The move by Britain’s second-biggest steel maker threatens more uncertainty for thousands of workers at the company’s plants, mainly at Scunthorpe where more than 4,000 are employed.
British Steel’s owners Greybull Capital had been seeking financial support from the Government to the tune of a £30 million bailout, saying it faced a number of Brexit-related issues.
The firm’s uncertain future leaves 5,000 jobs at risk plus a further 20,000 in the supply chain.
Those jobs at risk will include some based in Scotland at British Steel’s main Edinburgh distribution base, which is situated in Roslin.
Roy Rickhuss, general secretary of the Community trade union, said: “This news will heap more worries on workers and everyone connected with British Steel, but it will also end the uncertainty under Greybull’s ownership and must be seized as an opportunity to look for an alternative future.
“It is vital now that cool heads prevail and all parties focus on saving the jobs.

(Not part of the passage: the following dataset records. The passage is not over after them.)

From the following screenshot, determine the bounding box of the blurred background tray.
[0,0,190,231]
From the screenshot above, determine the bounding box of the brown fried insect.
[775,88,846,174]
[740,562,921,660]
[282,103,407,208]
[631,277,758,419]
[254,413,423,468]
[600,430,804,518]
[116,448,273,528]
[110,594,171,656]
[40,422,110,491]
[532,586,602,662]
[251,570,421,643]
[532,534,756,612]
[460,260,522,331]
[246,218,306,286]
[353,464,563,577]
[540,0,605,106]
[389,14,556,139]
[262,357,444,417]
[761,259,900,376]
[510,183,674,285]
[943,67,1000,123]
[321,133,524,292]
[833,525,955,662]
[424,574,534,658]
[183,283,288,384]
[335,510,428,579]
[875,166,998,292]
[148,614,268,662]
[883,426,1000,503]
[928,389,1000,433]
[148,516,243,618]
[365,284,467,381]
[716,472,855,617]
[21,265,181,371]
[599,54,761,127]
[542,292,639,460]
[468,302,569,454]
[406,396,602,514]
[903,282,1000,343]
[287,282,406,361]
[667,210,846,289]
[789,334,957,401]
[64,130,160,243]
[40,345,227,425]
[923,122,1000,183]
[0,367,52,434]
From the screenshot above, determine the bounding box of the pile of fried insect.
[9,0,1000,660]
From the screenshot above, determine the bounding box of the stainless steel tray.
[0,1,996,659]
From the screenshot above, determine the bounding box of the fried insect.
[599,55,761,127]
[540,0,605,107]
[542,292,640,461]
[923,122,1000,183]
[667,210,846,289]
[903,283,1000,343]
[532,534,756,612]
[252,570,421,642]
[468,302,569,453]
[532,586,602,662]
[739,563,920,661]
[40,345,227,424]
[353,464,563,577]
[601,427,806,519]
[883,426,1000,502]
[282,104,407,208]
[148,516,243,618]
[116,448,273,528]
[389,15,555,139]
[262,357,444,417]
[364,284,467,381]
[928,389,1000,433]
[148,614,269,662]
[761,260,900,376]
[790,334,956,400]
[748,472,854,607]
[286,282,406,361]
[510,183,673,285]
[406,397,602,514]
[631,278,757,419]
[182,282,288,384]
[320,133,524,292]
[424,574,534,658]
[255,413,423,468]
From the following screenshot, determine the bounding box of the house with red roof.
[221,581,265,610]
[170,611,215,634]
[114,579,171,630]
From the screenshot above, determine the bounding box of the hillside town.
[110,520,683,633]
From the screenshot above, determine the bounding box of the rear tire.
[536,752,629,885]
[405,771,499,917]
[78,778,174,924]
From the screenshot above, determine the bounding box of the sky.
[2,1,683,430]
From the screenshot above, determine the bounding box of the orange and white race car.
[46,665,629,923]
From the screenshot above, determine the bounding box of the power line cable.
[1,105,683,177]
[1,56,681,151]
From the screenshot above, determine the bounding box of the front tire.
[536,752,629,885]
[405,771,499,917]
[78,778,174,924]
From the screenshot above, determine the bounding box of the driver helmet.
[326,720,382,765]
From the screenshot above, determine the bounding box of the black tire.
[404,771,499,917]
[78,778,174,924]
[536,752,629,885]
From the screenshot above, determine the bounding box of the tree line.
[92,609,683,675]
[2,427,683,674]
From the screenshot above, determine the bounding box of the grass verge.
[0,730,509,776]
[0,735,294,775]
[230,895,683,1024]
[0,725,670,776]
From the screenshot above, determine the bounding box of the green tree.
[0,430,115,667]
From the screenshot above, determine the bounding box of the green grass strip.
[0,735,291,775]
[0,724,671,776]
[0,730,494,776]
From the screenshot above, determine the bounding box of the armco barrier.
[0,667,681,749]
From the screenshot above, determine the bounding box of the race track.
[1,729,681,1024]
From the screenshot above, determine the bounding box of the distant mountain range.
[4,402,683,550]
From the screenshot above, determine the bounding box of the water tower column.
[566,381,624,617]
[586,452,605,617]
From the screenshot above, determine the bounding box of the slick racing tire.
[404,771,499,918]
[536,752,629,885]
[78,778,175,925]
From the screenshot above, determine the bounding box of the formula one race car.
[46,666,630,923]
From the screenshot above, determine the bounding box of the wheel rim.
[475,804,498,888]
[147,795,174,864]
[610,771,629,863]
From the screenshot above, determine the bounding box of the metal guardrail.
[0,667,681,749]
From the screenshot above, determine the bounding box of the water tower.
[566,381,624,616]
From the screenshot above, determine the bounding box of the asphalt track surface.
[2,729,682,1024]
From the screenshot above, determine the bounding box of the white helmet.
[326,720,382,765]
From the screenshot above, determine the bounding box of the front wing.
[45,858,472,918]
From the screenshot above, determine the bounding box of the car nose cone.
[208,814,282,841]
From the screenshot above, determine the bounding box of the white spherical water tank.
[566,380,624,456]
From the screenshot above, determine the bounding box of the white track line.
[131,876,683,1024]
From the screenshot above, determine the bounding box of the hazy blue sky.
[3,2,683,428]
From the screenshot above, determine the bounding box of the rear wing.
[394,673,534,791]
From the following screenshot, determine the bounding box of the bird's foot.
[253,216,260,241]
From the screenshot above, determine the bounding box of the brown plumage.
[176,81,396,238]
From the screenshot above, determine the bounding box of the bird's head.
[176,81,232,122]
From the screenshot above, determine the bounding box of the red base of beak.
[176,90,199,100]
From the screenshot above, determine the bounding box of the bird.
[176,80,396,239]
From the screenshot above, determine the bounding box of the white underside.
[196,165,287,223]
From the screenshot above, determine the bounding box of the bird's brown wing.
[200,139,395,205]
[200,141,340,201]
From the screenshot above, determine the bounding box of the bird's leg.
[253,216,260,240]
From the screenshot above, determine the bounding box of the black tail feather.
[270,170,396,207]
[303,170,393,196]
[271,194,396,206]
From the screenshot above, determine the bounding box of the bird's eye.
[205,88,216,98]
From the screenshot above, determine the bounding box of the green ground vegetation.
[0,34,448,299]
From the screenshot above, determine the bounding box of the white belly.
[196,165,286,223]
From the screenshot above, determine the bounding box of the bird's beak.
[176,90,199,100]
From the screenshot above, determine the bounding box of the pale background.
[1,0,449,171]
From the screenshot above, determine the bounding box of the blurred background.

“In these very difficult circumstances we know the workforce will continue to fight for the business as they have done for so many years.
“We would urge the management, contractors, suppliers and customers to support them in that fight for the future.”
Unite assistant general secretary Steve Turner said: “Despite today’s announcement to place British Steel into official receivership, Unite will continue to engage all parties in the fight to secure the future of the company.
“We are clear that the Government must now step up and step in and bring British Steel into public ownership until a buyer can be found to avoid an economic and industrial catastrophe.
“While Greybull cannot be allowed to walk away scot-free and must be held to account for its stewardship of Britain’s second largest steelmaker, ministers cannot wash their hands of the Brexit farce and ongoing uncertainty that has placed the company in difficulty, nor allow a business of such strategic importance to UK plc to disappear like the steelworks of SSI several years ago.
“To do so would be a betrayal of a loyal workforce that has made great sacrifices to make British Steel a success and send economic shockwaves throughout the steel industry, UK manufacturing and the households of 20,000 workers in the supply chain who rely on the steelmaker for their livelihoods.”
Labour has called for British Steel to be nationalised.
Among British Steel’s major outlets is two plants based close to Middlesbrough, which employ 700 Teesside workers.
More than 150,000 UK steel jobs have been lost since the 1980s, according to a new study.
In 1981 the industry employed 186,000 workers, but the total has now slumped to around 32,000, said the GMB union.
The GMB said Yorkshire and the Humber has suffered the most job losses – 40,000 – followed by the West Midlands with 25,800.
GMB national officer Ross Murdoch said: “The decline of the UK’s steel industry is devastating to see.
“Consecutive UK governments have failed to protect our proud steel heritage and now Theresa May is overseeing its demise.
“Ministers must be prepared to make use of all the options, including nationalisation, in order to save British Steel and the wider steel industry.
“We need a genuine commitment to manufacturing in the UK which focuses on investment in infrastructure and improvements to technology and training.
“It’s time the Government took their hands out of their pockets and stood up for steel.”
In April, British Steel borrowed £100m from the Government to allow it to pay an EU carbon bill, so it could avoid a steep fine.
The Government said it would leave “no stone unturned” in its support for the steel industry.